As an example, after the preset full ternary tree is constructed, each leaf node in the preset full ternary tree may be sequentially numbered according to a length sequence of the code length corresponding to the ternary code, so as to obtain a sequence number of each leaf node. And then, establishing a corresponding relation between the serial number of each leaf node and the ternary code to obtain a second code table. And constructing a first encoding table according to the frequencies of the characters and the second encoding table.

For example, the leaf nodes in the preset full ternary tree may be sequentially numbered according to the sequence of the code length of the corresponding ternary code from long to short or from short to long. In addition, the starting serial number of the leaf node may be 0 or 1, which is not limited in this embodiment of the present application.

Wherein, according to the frequencies of the plurality of characters and the second encoding table, the operation of constructing the first encoding table may include: sorting the characters according to the sequence of the frequencies of the characters from large to small; determining a plurality of serial numbers which are sequenced at the top from the second coding table according to the sequence of the serial numbers from large to small, wherein the number of the serial numbers is the same as the number of the characters; and establishing a one-to-one correspondence between various characters which are sorted according to the sequence from the large frequency to the small frequency of the characters and the ternary codes corresponding to the plurality of serial numbers which are sorted according to the sequence from the large frequency to the small frequency to obtain a first code table.

For example, assuming that binary data is encoded in units of half bytes, and a preset full ternary tree includes 16 leaf nodes, a second encoding table constructed based on the preset full ternary tree may be as shown in table 1 below:

TABLE 1

Serial number Ternary coding Serial number Ternary coding
0 000 8 022
1 001 9 100
2 002 10 101
3 010 11 11
4 011 12 12
5 012 13 20
6 020 14 21
7 021 15 22

Assume that the character sequence corresponding to binary data is the above-mentioned hexadecimal data "436 f 64696 e 6720627920487566666 d 616 e", which includes 12 characters, and the 12 characters and the corresponding frequencies are: ('6',13), ('4',3), ('7',3), ('2',3), ('9',2), ('e',2), ('0',2), ('3',1), ('f',1), ('8',1), ('5',1), ('d',1), ('1', 1).
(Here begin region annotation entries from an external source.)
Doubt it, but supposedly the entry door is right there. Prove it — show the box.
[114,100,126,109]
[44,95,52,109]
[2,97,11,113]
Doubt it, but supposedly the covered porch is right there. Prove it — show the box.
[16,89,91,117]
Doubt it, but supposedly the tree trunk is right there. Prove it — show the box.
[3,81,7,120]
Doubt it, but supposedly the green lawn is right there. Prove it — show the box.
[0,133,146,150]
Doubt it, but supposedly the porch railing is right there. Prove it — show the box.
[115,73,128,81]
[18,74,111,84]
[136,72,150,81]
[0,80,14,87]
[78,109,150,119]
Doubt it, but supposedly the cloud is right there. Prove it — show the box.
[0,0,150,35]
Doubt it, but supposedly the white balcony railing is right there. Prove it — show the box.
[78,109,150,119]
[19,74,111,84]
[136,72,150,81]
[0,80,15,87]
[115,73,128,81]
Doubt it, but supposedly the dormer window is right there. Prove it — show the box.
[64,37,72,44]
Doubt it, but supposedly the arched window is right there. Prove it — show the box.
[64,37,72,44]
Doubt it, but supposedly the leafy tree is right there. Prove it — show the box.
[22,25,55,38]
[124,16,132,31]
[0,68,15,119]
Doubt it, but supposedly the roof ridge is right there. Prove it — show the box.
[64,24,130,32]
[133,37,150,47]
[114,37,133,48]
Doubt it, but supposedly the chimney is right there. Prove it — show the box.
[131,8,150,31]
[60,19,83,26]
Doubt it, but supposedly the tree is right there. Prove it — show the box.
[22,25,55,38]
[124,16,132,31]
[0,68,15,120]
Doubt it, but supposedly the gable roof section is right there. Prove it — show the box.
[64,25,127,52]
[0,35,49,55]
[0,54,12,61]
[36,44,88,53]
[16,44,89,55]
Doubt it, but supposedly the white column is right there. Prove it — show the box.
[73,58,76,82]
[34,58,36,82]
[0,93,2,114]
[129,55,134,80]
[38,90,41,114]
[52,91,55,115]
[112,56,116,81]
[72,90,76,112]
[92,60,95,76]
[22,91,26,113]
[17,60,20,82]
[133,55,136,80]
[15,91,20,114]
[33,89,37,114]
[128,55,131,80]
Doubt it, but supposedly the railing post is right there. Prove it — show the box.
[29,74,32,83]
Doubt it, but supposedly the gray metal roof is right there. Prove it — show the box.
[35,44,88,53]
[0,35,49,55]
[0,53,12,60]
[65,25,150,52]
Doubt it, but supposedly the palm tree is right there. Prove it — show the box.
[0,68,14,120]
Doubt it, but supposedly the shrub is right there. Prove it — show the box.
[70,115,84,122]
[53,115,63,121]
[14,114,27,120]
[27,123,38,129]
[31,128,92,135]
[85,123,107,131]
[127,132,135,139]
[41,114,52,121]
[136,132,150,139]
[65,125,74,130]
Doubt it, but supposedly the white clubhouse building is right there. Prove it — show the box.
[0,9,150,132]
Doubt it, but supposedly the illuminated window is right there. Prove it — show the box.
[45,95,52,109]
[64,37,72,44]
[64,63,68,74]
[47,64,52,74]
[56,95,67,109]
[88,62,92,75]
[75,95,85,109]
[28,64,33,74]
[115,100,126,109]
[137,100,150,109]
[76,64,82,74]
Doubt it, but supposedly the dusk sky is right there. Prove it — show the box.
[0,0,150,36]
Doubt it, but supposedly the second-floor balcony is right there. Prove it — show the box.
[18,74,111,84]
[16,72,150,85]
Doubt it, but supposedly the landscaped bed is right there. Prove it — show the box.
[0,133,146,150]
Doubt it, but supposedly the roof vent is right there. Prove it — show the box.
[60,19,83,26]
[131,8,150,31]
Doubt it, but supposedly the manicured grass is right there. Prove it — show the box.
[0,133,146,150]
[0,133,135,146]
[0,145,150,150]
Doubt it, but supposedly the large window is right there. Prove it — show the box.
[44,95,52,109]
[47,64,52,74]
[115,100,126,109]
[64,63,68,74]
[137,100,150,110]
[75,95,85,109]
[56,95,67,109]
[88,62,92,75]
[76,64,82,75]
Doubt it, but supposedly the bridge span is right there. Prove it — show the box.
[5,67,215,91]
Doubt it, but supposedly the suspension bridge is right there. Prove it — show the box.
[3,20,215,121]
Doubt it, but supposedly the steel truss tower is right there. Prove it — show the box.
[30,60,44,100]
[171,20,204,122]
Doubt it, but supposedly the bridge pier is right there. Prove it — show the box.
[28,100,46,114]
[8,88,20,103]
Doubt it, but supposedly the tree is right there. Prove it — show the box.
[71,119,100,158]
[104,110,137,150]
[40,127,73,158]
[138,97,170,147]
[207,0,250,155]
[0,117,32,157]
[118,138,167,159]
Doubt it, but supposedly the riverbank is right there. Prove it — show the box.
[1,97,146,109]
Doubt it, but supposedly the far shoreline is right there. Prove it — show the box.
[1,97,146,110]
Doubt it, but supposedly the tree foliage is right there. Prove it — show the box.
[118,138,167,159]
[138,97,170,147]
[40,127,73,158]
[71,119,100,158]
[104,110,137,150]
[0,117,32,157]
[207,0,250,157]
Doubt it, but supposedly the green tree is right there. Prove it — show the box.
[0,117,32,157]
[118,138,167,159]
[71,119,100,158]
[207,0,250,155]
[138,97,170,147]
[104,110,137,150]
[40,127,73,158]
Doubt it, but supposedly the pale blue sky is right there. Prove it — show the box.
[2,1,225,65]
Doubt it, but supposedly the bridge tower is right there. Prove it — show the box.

The first encoding table may be constructed based on the frequencies of the 12 characters and the second encoding table shown in table 1 above, and the constructed first encoding table may be shown in table 2 below.

TABLE 2

Serial number Character(s) Ternary coding Serial number Character(s) Ternary coding
0 000 8 3 022
1 001 9 0 100
2 002 10 e 101
3 1 010 11 9 11
4 d 011 12 2 12
5 5 012 13 7 20
6 8 020 14 4 21
7 f 021 15 6 22

As shown in table 2, the ternary codes corresponding to the 12 sorted serial numbers can be selected from table 1 and used as the ternary codes of the 12 characters, and the frequency of the characters is proportional to the serial numbers of the ternary codes.

For another example, if the binary data is encoded in units of bytes, and the predetermined full ternary tree includes 256 leaf nodes, the second encoding table constructed based on the predetermined full ternary tree may be as shown in table 3 below:

TABLE 3

Thereafter, for the above character sequence "436 f 64696 e 6720627920487566666 d 616 e", a first encoding table may be constructed based on the frequencies of 12 characters appearing in the character sequence and the second encoding table shown in the above table 3. The first encoding table constructed may be as shown in table 4 below.

TABLE 4

Serial number Character(s) Ternary coding Serial number Character(s) Ternary coding
239 22101 247 3 22200
240 22102 248 0 22201
241 22110 249 e 22202
242 1 22111 250 9 22210
243 d 22112 251 2 22211
244 5 22120 252 7 22212
245 8 22121 253 4 22220
246 f 22122 254 6 22221

As shown in table 4, the ternary codes corresponding to the 12 sorted serial numbers can be selected from table 3 as the ternary codes of the 12 characters, and the frequency of the characters is proportional to the serial numbers of the ternary codes.

In addition, as can be seen from the encoding table constructed based on the predetermined full ternary tree including 256 leaf nodes, for 256 kinds of characters represented by 8-bit binary data, if ternary is encoded based on the encoding table, some characters may be encoded as 5-bit ternary data, and some characters may be represented as 6-bit characters. Compared with the standard binary conversion relation between binary and ternary, the encoding mode that each 8-bit binary data needs 6-bit ternary data for representation can reduce the average encoding length of the binary data and save the storage space of the encoded data.

Step 104: and coding the character sequence according to the first coding table to obtain target ternary data.

That is, each character in the character sequence corresponding to the binary data may be converted into a corresponding ternary code according to the first code table, so as to obtain the target ternary data.

For example, if the character sequence "436 f 64696 e 6720627920487566666 d 616 e" is encoded according to the first encoding table described in table 2, the target ternary data "210222202122212211221012220121002212201112100210202001222222222220112201022101" can be obtained.

In a possible implementation manner, besides encoding the character sequence according to the first encoding table to obtain the target ternary data, the number of characters may be converted into ternary data to obtain first data, and a plurality of characters in the order of the frequencies of the characters from large to small are converted into ternary data to obtain second data.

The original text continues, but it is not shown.